To examine whether presence of piscivorous trout (absent, native, stocked) affects the steroids mothers transfer to their egg clutches, we used a permutational (non-parametric) MANOVA approach. First, we standardized all steroid concentrations using the ‘log’ standardization (decostand command) where x-values of zero are left zeros and logb(x) + 1 for all x-values greater than zero (b is the base of the logarithm), and specifying that standardization was within steroids (i.e. columns, MARGINS = 2)54,55. Second, we created a dissimilarity matrix on the standardized data of the steroids specifying Euclidean distances, similar to dissimilarity matrices used to compare communities in species abundances (R package vegan: vegdist command). Third, we compared the dissimilarity matrices among predation regime (absent, native, stocked) with Lake nested within Predation regime using a permutational (non-parametric) MANOVA approach with the program adonis (R package vegan54,55). We specified a permutation regime in which clutches/samples were permutated within Lake and Lake within Predation regime (Hank Stevens, personal communication). P-values were estimated with 10000 permutations and we specified “Euclidean distance” for the distance matrix. Although we examined the steroid concentrations (ng/g), it is unknown whether the concentration of different steroids vary with clutch size since there may be an endocrinological cue to increased clutch mass. For example, increased maternal production of progesterone could result in larger clutches that also have higher amounts of these steroids. Thus, we included wet clutch mass as a covariate in the MANOVA analyses of all steroids.
This permutational MANOVA approach requires an equal number of samples within each category to ensure appropriate permutations. Since one of our Lakes (Whale – absent) only had nine clutches, we created a 10th sample by averaging the traits from the existing nine samples from this Lake, thus making 10 samples per Lake and a total of 90 samples. This n = 90 dataset was used in the permutational MANOVA as well as in the factor analysis. To ensure this did not affect our conclusions, we also conducted all of the same analyses with a single random sample removed from each lake other than Whale, thus making 9 samples per Lake and a total of 81 samples.

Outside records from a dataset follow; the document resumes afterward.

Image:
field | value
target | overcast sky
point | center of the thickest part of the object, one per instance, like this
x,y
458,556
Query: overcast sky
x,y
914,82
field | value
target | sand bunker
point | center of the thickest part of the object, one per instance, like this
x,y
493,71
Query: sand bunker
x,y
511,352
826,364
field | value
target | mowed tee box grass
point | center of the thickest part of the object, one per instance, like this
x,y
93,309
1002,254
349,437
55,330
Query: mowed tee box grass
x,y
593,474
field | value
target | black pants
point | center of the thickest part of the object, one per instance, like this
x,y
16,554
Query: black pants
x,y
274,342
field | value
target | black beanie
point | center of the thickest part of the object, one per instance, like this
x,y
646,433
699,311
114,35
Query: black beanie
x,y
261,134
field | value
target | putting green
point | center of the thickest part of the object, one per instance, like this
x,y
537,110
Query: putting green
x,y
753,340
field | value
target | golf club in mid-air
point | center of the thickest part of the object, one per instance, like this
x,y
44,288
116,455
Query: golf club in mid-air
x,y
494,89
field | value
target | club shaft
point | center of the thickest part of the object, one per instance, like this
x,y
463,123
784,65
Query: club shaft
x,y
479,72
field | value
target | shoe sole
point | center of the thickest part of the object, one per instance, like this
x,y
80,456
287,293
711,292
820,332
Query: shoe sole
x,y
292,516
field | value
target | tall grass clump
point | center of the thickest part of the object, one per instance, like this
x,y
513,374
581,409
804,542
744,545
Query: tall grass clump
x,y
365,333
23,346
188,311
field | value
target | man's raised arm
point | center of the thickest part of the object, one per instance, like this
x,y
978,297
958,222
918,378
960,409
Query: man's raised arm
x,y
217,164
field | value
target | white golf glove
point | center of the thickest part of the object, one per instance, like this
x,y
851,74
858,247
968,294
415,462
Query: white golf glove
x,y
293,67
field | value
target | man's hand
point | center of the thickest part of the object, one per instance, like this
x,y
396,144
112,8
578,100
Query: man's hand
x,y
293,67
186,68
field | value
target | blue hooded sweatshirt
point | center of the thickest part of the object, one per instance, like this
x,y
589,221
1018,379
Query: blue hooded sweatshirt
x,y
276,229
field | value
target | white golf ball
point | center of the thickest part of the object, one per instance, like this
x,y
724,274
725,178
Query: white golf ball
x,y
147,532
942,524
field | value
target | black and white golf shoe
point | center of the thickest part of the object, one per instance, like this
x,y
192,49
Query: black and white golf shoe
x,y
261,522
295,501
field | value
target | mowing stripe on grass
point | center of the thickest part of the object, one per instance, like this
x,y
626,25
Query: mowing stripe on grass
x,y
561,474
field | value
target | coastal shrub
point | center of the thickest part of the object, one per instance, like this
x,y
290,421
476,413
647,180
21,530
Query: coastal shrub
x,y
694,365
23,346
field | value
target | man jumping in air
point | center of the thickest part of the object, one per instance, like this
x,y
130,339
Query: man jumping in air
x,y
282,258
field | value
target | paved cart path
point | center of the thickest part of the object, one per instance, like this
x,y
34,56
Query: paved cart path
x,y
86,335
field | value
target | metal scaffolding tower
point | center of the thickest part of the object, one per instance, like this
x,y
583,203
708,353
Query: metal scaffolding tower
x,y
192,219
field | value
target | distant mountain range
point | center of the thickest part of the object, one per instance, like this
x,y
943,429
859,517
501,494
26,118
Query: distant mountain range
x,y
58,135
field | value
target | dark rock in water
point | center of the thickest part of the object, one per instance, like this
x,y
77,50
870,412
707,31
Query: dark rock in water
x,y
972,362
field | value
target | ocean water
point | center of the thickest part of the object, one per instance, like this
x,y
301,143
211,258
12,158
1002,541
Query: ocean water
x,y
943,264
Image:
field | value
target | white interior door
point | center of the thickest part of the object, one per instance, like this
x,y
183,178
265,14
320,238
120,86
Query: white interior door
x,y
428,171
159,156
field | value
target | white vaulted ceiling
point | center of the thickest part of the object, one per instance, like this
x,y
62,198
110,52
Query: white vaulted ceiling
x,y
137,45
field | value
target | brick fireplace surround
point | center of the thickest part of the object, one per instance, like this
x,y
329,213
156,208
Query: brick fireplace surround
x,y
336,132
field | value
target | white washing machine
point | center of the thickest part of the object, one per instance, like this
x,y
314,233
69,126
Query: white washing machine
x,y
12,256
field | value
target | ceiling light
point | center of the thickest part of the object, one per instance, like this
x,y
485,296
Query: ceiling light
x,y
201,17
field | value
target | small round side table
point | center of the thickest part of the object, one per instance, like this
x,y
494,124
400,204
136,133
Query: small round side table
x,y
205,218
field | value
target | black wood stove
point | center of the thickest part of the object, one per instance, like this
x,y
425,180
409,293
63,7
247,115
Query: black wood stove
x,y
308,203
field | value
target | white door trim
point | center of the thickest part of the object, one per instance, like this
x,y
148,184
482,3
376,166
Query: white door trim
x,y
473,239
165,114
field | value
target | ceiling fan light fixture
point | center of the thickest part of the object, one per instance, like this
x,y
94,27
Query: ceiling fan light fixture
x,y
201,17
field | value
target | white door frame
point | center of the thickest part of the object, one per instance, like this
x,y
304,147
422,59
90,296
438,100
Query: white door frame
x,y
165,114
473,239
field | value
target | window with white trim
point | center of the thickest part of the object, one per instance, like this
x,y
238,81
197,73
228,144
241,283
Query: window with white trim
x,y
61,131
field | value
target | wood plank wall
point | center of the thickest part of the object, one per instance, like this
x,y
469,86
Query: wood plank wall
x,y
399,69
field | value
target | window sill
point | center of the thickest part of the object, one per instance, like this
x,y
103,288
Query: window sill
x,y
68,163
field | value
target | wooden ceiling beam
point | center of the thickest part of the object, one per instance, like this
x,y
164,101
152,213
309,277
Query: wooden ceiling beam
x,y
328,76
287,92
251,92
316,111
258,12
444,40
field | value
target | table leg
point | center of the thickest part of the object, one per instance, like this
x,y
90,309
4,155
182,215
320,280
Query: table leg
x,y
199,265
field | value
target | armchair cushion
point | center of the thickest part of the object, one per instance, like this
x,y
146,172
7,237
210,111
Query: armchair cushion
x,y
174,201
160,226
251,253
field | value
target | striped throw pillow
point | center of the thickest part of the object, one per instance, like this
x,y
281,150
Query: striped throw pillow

Because the different steroids are related to one another within clutches and are likely to vary in a coordinated fashion, we used factor analysis with varimax rotation and maximum likelihood to extract underlying factors from the concentrations of the measured steroids (R package psych56,57). The number of factors to extract was assessed from parallel analysis and a scree plot. Using these factors, we examined the relationships among steroids as well as whether predation regimes differed in their factor scores. Specifically, we examined whether these extracted factors differed among predation regime using a similar permutational MANOVA analysis to that for the entire steroid profile (described above), with wet clutch mass included as a covariate. We also explored whether the variation in these extracted factors differed among predation regimes using a Fligner-Killeen test of homogeneity of variances. We used Spearman correlations to examine the relationships among these factors and clutch mass across predation regimes.
Because the factors were extracted from the entire data set, the relationships among steroids are not able to vary independently among the different predation regimes. While the permutational MANOVA examining the distance matrix among all measured steroids does allow these relationships to freely vary, we wanted to explore whether the make-up of the factors themselves might differ among predation regimes. We used the Common Principal Component Analysis program58 to compare the covariance matrices of the hormones (after the decostand standardization described above) for each predation regime, specifying the extraction of three principal components. We took a model building approach58 and focused on the model with the lowest AIC. Note that ‘Lake’ cannot be specified in these analyses, so we interpret these analyses with caution.
In separate mixed models, we examined how the concentration of cortisol (ng/g) in clutches, as well as the wet clutch mass, varied with predation regime including ‘Lake’ nested within ‘Predation regime’ (R package nlme59). To appropriately test for the effect of predation regime, we used the Satterthwaite degrees of freedom estimation (R package lmerTest60). Cortisol concentration was natural log-transformed based on the residuals while wet clutch mass was left untransformed. Wet clutch mass was included as a covariate in the cortisol analysis.
All analyses were conducted in R, version 3.4.461. Data was manipulated with R package dplyr62 and figures were made in R packages ggplot263, scatterplot3d64, and corrgram65. Means ± SE are given throughout. All data are available from Mendeley Data (McGhee et al. 2020, https://doi.org/10.17632/rngtxkx9y4.1).
Effect sizes from other studies
To compare our results to those of other studies, we estimated the effect sizes (Cohen’s d and eta2 66) from published studies measuring glucocorticoids in individuals from groups differing in predation risk in the field. We restricted studies to those examining the influence of natural levels of predation risk in the field (i.e. studies with manipulations of risk were excluded), as well as those measuring hormones in unmanipulated adults (i.e. other manipulations such as food level, were excluded). Note that these measures are snapshots of glucocorticoid levels in the field and thus, could be due to acute short-term changes and/or long-term baseline differences. To estimate effect sizes, we used the means and standard deviations of concentrations of plasma cortisol/corticosterone or of fecal cortisol metabolite either extracted from the paper, estimated from the figures using GraphClick (version 3.0.3)67 or by contacting the authors directly. We then used G*Power68 to estimate the power of our design to detect similar effect sizes using an ANCOVA and a MANOVA.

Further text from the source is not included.